Laurent Blanc muss ein vermeintlich genügsamer Trainer sein. Weil die französische Elf am Montag pünktlich zum Training in Clairefontaine erschien, zeigte er sich zufrieden. "Ich kann mich auf meine Mannschaft verlassen, sie macht Fortschritte", sagte Blanc. Trotz zuletzt 17 Spielen ohne Niederlage hat Blanc die Ansprüche vor dem Test gegen Deutschland erheblich reduziert: "Frankreichs Mannschaft ist nicht auf demselben Niveau wie die deutsche."

Bescheiden: Laurent Blanc. (Foto: dpa)

Blanc stapelt gerne tief. Aus durchschaubaren Gründen, denn das Abschneiden im Juni bei der Europameisterschaft entscheidet auch über seine Zukunft.
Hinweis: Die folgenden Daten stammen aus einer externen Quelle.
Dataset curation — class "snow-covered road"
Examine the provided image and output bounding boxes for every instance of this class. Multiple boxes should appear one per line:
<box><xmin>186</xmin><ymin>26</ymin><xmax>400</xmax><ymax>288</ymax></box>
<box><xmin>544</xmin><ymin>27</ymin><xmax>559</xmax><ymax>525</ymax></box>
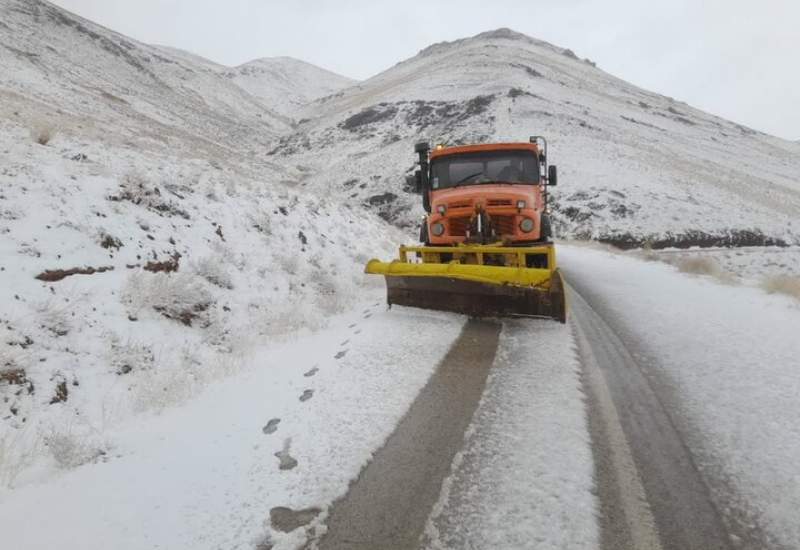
<box><xmin>559</xmin><ymin>246</ymin><xmax>800</xmax><ymax>549</ymax></box>
<box><xmin>0</xmin><ymin>300</ymin><xmax>464</xmax><ymax>550</ymax></box>
<box><xmin>6</xmin><ymin>245</ymin><xmax>800</xmax><ymax>550</ymax></box>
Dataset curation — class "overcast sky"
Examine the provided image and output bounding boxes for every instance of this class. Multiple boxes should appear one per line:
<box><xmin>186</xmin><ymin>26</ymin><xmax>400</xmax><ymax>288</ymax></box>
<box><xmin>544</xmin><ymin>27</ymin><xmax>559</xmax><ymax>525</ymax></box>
<box><xmin>55</xmin><ymin>0</ymin><xmax>800</xmax><ymax>140</ymax></box>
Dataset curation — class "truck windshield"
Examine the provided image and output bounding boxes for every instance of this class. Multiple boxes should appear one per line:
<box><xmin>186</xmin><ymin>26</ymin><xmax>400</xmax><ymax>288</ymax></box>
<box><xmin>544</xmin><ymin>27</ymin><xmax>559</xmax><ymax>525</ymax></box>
<box><xmin>431</xmin><ymin>151</ymin><xmax>540</xmax><ymax>189</ymax></box>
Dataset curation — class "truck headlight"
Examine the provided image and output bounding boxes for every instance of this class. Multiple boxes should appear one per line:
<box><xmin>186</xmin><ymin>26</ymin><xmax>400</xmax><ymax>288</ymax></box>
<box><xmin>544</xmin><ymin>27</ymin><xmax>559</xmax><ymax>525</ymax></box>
<box><xmin>519</xmin><ymin>218</ymin><xmax>535</xmax><ymax>233</ymax></box>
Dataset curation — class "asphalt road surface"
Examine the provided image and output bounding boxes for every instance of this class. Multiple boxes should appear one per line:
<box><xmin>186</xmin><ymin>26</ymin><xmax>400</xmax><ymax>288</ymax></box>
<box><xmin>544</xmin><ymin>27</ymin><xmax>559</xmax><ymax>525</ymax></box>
<box><xmin>318</xmin><ymin>276</ymin><xmax>766</xmax><ymax>550</ymax></box>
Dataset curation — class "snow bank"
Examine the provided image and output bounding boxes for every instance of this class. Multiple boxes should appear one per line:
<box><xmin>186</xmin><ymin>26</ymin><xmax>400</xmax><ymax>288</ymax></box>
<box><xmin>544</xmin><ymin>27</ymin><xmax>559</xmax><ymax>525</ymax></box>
<box><xmin>0</xmin><ymin>114</ymin><xmax>402</xmax><ymax>491</ymax></box>
<box><xmin>559</xmin><ymin>246</ymin><xmax>800</xmax><ymax>548</ymax></box>
<box><xmin>0</xmin><ymin>306</ymin><xmax>463</xmax><ymax>550</ymax></box>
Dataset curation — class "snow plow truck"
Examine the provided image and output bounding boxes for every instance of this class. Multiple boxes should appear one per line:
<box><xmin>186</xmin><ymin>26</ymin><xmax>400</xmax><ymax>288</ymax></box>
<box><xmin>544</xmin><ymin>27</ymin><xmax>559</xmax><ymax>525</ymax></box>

Sein Vertrag läuft im Juli aus, und vermutlich ist es auch dieses Zögern, diese Zurückhaltung Blancs, die Noël Le Graët, den Verbandspräsidenten, an seinem Coach zweifeln lässt. Le Graët hatte Anfang Februar öffentlich verkündet, eine Vertragsverlängerung vom Verlauf der EM abhängig zu machen. Falls Blanc selbst kündige, fügte er damals spitzfindig hinzu, werde er ihn auch nicht hindern können. Hatte doch der Präsident schon im Dezember gezeigt, wer in Frankreich das Sagen hat.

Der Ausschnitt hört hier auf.